UTF-8 encoding in HDF5

UTF-8 Character Encoding in HDF5

James Laird

Motivation

The NetCDF team would like HDF5 to support strings with UTF-8 Unicode character encoding. Currently HDF5 officially supports only strings encoded in standard US ASCII.

What is UTF-8?

Joel Spolsky has written an introduction to character sets and Unicode entitled The Absolute Minimum Every Software Developer Absolutely, Positively Must Know About Unicode and Character Sets.

Briefly: standard ASCII defines characters for byte values between 0 and 127. Values 128 through 255 are not defined by standard ASCII. UTF-8 byte values between 0 and 127 represent the same characters as ASCII--standard ASCII is a subset of UTF-8. ASCII values 128-255 represent different characters depending on which "code page" is currently loaded. UTF-8 also uses these values to represent characters outside of unaccented American English.

The convenient side-effect of this is that any UTF-8 string is also a valid ASCII string, although not necessarily one with the same meaning. Any string consisting of only standard ASCII characters (unaccented American English characters) is identical in ASCII and UTF-8 encodings.
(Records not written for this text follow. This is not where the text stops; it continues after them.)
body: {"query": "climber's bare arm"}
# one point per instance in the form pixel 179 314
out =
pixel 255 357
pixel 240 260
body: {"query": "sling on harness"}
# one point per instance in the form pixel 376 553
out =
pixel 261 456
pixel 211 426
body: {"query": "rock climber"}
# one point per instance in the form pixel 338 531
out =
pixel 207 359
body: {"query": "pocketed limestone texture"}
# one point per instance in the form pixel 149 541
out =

UTF-8 does store some characters as multiple bytes (up to four bytes); all multibyte characters use byte values of 128-255. NULL-termination, space padding, and C string routines all operate identically on UTF-8 as they do on ASCII characters and strings. The fact that UTF-8 has mutibyte characters means that the number of bytes in a string is not necessarily the number of characters in that string, but the number of bytes is usually the important factor for storing and manipulating the string.
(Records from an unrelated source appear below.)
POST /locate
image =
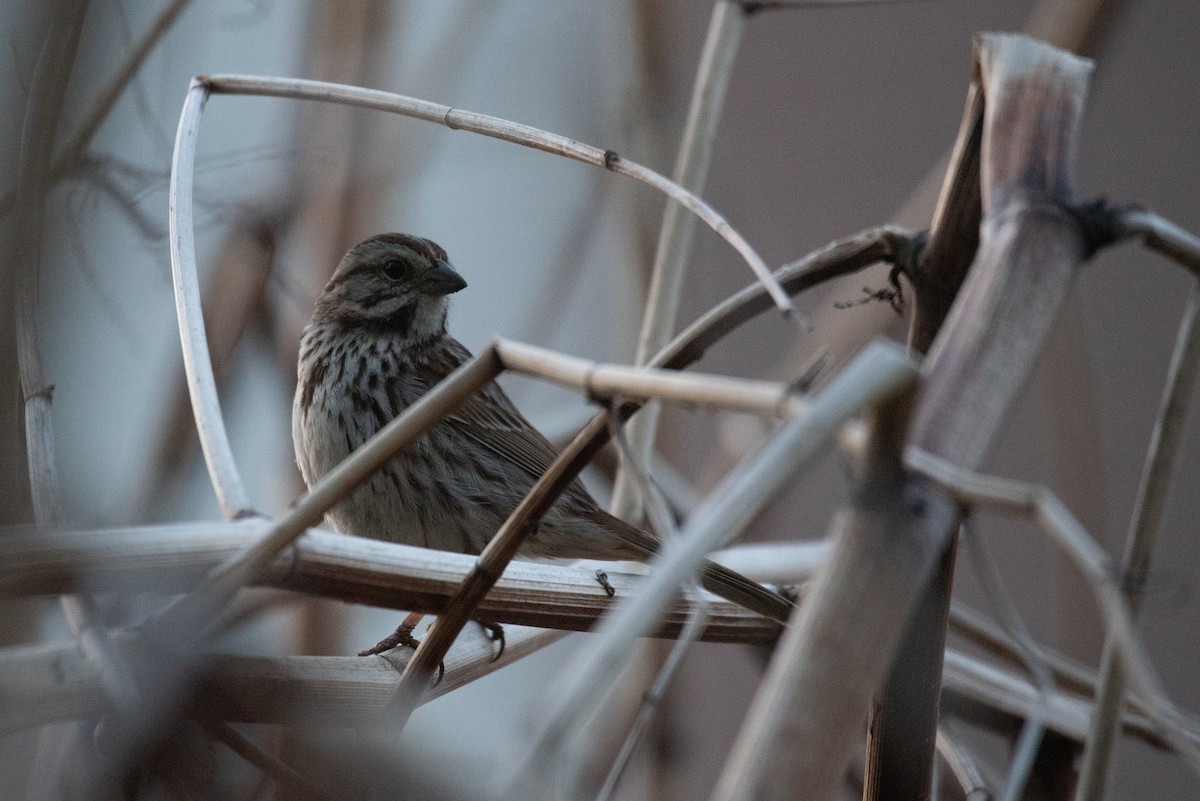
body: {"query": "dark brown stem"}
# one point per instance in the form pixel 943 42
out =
pixel 1006 230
The ASCII and UTF-8 must be displayed differently for characters outside of the standard ASCII set, but this is the responsibility of the displaying software, not of HDF5. ASCII and UTF-8 strings can be stored and manipulated identically by HDF5.

Proposed action to investigate further:

Write tests to ensure that UTF-8 characters can be used in the library. The tests would ensure that strings including non-ASCII characters don't break any functionality, and can be returned to the user unaltered. This would need to be tested everywhere the library uses character strings, which includes the following places (AFAIK):
- Attributes
- Datasets
- Groups
- Files
- Property List Classes
- Properties
- Comments on filters
- References
- Datatypes

What would UTF-8 support mean?

If these tests pass, we can discuss officially adding UTF-8 support to HDF5. This would probably consist of:
   - checking in the UTF-8 tests to CVS
   - adding UTF-8 to HDF5's list of character encodings (allowing users to designate a string as either UTF-8 or ASCII)
   - allowing users to flag names of objects that do not have a character encoding (datasets, groups, attributes, properties, etc.) as being in UTF-8 rather than ASCII.

Alternately, UTF-8 could be the default encoding of HDF5. This would not require object names to be flagged--since standard ASCII is a subset of UTF-8, users would be free to use standard ASCII encoding by not using any byte values above 127. We would still allow users to label their string data as using the ASCII character set.
This option might confuse users who don't realize that ASCII only encodes values for 127 characters or who worry that UTF-8 will change the encoding of their ASCII names.